Posted by *Jean-Francois Menicucci <menicucci@videotron.ca>* on *Wed, 06 Dec 2000 14:05:08 -0500*
--------------B817402879506B2912B06741
Why you said that the RCR are the only one that does thing properly why? because they
never pass a fault ?
Peter deVries wrote:
> Can anyone describe the difference between the PPCLI and the RCR. I know
> that they take care of different parts of Canada and that the two infantry
> regiments have the same training plans and all that, But do the two
> regiments style differ, when it gets down to it, do they have a different
> style of training?
>   I‘ve heard that the PPCLI are like a bunch of cowboys and that the RCR are
> mostly a parade ground unit, and also I‘ve heard that the RCR is the only
> regiment that actually does things properly. I know that there is
> inter-regimental competition and that soldiers will be biast depending on
> their regiment, but if anyone can tell me which regiment that they would
> suggest to join and why I would be grateful, thanks
> Peter
>
> >From: m.oleary@ns.sympatico.ca Mike Oleary
> >Reply-To: army-list@CdnArmy.ca
> >To: 
> >Subject: Reg F QL3 Inf and PT, was Re: Battle School
> >Date: Mon, 4 Dec 2000 21:48:40 -0500
> >
> >The pace of  PT on the course is generally driven by the group‘s abilities
> >initially. And this is based on the average recruit‘s fitness level on
> >enrolment plus the little exercise they are give on basic training at St
> >Jean. The course is then placed through progressively harder PT to achieve
> >what is possible within the 35-40 garrison training days. Candidates may be
> >given an informal test at the start and end of the course so that they may
> >see what progress they have achieved.
> >
> >Physical training during the course will include, running, circuit
> >training,
> >obstacle course, marches, bayonet fighting training, unarmed combat
> >training
> >and occasionally sports.
> >
> >The only fitness test during the Reg F QL3 in the Battle Fitness test - 13
> >Km, 2 hr 26 min maximum time for a pass, 55 lb load includes helmet, web
> >gear, rifle, rucksack. This usually done one-half to two-thirds of the way
> >through the course an a number of marches with increasing loads are
> >conducted to prepare candidates for it like marching back from ranges.
> >
> >On completion of the QL3 Infantry Course you will be posted to a battalion.

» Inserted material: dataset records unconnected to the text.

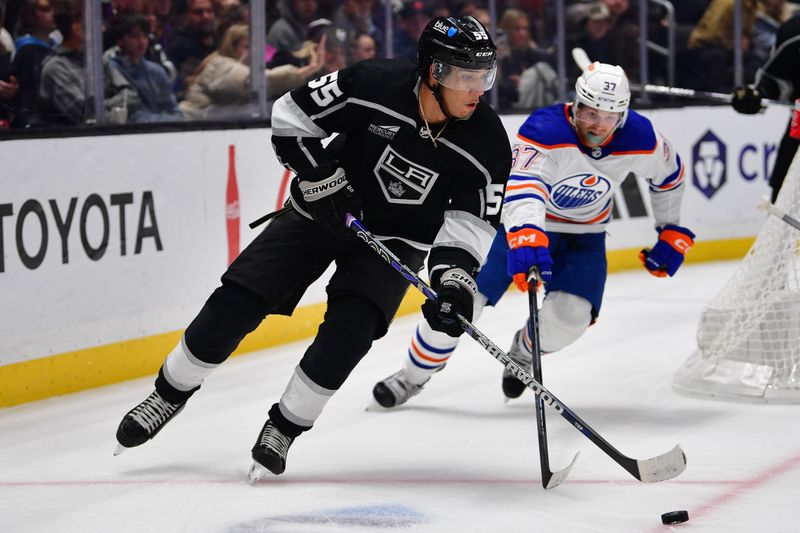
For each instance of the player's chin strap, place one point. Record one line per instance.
(662, 467)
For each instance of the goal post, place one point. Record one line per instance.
(748, 339)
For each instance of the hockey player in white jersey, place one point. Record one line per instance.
(567, 162)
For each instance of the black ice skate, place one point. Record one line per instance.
(144, 421)
(519, 353)
(269, 452)
(395, 390)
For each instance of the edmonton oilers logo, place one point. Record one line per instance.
(579, 190)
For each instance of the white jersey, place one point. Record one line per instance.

> >Your overseas tours will then be with that battalion, it may be going soon
> >after you arrive. You may go if you arrive early enough to participate in
> >the pre-op training 3-4 months or you may be part of the rear party.
> >
> >Mike
> >
> >The Regimental Rogue
> >http://regimentalrogue.tripod.com
> >2001 Canadian Military History Calendar
> >
> >
> >----- Original Message -----
> >From: Peter deVries 
> >To: 
> >Sent: Monday, December 04, 2000 10:52 PM
> >Subject: Re: Battle School
> >
> >
> > > Thanks for the info, Mike. Do you know the PT expectations for the
> >course?
> > > How many km do you run, etc... After the completion of the course and
> >when
> > > you head to a battalion, do you almost immediatly go overseas? Thanks
> >for
> > > the help,
> > > Peter
> > >
> > >
> > > >From: m.oleary@ns.sympatico.ca Mike Oleary
> > > >Reply-To: army-list@CdnArmy.ca
> > > >To: 
> > > >Subject: Re: Battle School
> > > >Date: Mon, 4 Dec 2000 17:19:51 -0500
> > > >
> > > >RE: Battle SchoolSorry, but I have not dealt with the training of QL1
> >and
> >2
> > > >Recruit courses.
> > > >
> > > >Mike
> > > >   ----- Original Message -----
> > > >   From: Harwood, Steve
> > > >   To: ‘army-list@CdnArmy.ca‘
> > > >   Sent: Monday, December 04, 2000 3:37 PM
> > > >   Subject: RE: Battle School
> > > >
> > > >
> > > >   Mike, this was very helpful.  Can you give me the same course
> >outline
> > > >for QL1 and 2? I hope to be in Artillery..do the same courses apply to
> >me?
> > > >
> > > >   Steve
> > > >
> > > >   -----Original Message-----
> > > >   From: m.oleary@ns.sympatico.ca [mailto:m.oleary@ns.sympatico.ca]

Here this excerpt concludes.